[Math] calculation of median of grouped data

data analysismedianstatistics

While calculating the median of grouped data of total frequency $N$, in order to find the median class which value should be taken into consideration to match against cumulative frequency : $\frac N2$ or $\frac{N+1}{2}$ (it seems both are used)? I think $\frac{N+1}{2}$ should be taken since in case of list of values (i.e. ungrouped data), its fractional value indicates that the average of $\frac N2 th$ and $(\frac N2 + 1) th$ values should give the median.

And then comes the second part of my question — while calculating the median of grouped data, if the value of $\frac{N+1}{2}$ ( or $\frac N2$) is a fraction, say 50.5, and there is a cumulative frequency 50, then what should we do? Should we take two median classes, one having cumulative frequency 50 and another coming next to it, and calculate two medians considering each of the median class using the formula: $L + \frac {\frac N2 – C}{f} \times w$ and take their average as the ultimate median? Or do something else? I mean what is the correct procedure in this kind of situation?

EDIT:

So, here is a specific problem regarding the second part of my question-

We have to find out the median score from the following frequency distribution table:

Score                :  0-10    10-20    20-30    30-40    40-50
Number of students   :   4        3        5        6        7
Cumulative frequency :   4        7        12       18       25

Here intervals are of type (,] .

Now, $N=25 \implies \frac N2 = 12.5$, which means that we have to look for the interval which covers 12th item and 13th item. Looking at the cumulative frequencies, we see that the 3rd interval(i.e. 20-30) covers the 12th item,while 4th interval(i.e. 30-40) covers the 13th item. If we are supposed to take both the intervals as median class for the sake of using the formula:
$median=L + \frac {\frac N2 – C}{f} \times w$, then we will end up with two medians. We can take the average of these as the required median, though. I want to know the correct procedure here.

Note 1:

I am only concerned with using the above formula and not any other method of finding median of grouped data. There is a variation of the above formula where $\frac{N+1}{2}$ is used instead of $\frac N2$, the first part of my question refers to this confusion as well.

Note 2:

In the formula,

L = lower boundary of the median class
N = total frequency
C = cumulative frequency of the class preceding the median class
f = frequency of the median class
w = width of the median class i.e. upper boundary - lower boundary

Note 3:

If we consider the interval 20-30 as the median class and use the above formula, then the median will be

$20 + \frac{\frac{25}{2} – 7}{5} \times 10 = 31$

Interestingly, considering the interval 30-40 as the median class, we would get the same median using the above formula. Though, I am not sure if this will be the case for every problem of this type. In that case we can take any of the two interval as the median class.

Note 4:

I don't know whether there is any rule for such kind of situation saying that we have to select that cumulative frequency (and hence the corresponding interval as the median class) which is nearer to the value of $\frac N2$, in that case we have to take the interval 20-30 in this example as median class. It will be great and enough if anyone can confirm such a rule.

Best Answer

Because this is essentially a duplicate, I address a few issues that are do not explicitly overlap the related question or answer:

If a class has cumulative frequency .5, then the median is at the boundary of that class and the next larger one.
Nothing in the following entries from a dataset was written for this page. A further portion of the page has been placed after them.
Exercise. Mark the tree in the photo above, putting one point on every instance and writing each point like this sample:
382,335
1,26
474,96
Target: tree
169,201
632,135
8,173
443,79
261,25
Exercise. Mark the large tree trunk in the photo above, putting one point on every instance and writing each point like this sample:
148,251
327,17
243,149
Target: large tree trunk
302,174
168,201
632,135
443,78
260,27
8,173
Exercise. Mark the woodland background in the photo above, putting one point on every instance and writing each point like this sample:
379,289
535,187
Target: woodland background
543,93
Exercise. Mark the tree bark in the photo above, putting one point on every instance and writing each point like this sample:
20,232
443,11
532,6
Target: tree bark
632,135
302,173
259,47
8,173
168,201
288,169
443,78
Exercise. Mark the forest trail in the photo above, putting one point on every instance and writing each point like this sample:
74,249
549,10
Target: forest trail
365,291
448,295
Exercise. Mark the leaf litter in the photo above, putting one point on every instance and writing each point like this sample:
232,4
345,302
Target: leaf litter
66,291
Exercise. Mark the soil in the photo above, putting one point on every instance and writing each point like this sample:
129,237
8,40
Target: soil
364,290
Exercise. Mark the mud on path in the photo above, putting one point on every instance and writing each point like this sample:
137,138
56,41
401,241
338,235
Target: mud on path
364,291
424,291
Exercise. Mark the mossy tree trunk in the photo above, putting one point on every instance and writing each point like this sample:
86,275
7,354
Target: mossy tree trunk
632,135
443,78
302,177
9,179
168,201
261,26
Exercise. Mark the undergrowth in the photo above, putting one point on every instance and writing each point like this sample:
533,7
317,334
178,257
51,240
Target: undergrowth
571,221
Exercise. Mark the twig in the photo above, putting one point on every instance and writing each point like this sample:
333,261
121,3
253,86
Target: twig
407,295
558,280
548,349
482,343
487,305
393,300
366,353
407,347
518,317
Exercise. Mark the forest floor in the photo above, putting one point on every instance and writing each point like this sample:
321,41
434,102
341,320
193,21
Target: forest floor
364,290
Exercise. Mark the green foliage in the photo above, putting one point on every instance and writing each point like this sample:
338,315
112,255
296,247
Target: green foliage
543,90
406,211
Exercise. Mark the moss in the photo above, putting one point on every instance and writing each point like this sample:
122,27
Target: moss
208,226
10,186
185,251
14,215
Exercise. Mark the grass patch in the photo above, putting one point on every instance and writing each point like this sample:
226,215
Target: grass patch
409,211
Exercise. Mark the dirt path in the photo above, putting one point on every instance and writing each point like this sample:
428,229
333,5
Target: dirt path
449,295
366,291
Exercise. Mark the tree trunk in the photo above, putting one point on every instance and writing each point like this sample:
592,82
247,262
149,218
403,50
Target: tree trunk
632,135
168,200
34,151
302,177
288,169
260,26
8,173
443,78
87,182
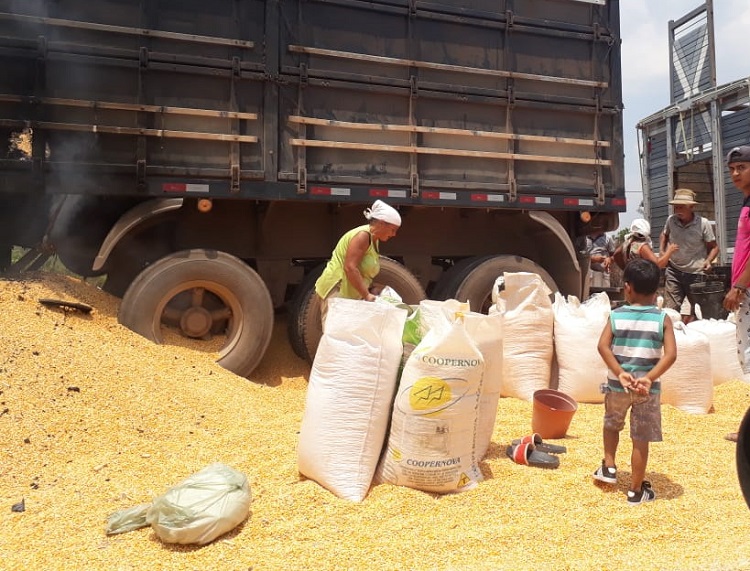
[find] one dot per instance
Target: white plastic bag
(206, 505)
If $N$ is large (really the only case where this method is generally successful), there is little difference between $N/2$ and $(N+1)/2$ in the formula. All references I checked use $N/2$.

Before computers were widely available, large datasets were customarily reduced to categories (classes) and plotted as histograms. Then the histograms were used to approximate the mean, variance, median, and other descriptive measures. Nowadays, it is best just to use a statistical computer package to find exact values of all measures.

One remaining application is to try to re-claim the descriptive measures from grouped data or from a histogram published in a journal. These are cases in which the original data are no longer available.

This procedure to approximate the sample median from grouped data $assumes$ that data are distributed in roughly a uniform fashion throughout the median interval. Then it uses interpolation to approximate the median. (By contrast, methods to approximate the sample mean and sample variance from grouped data one assumes that all obseervations are concentrated at their class midpoints.)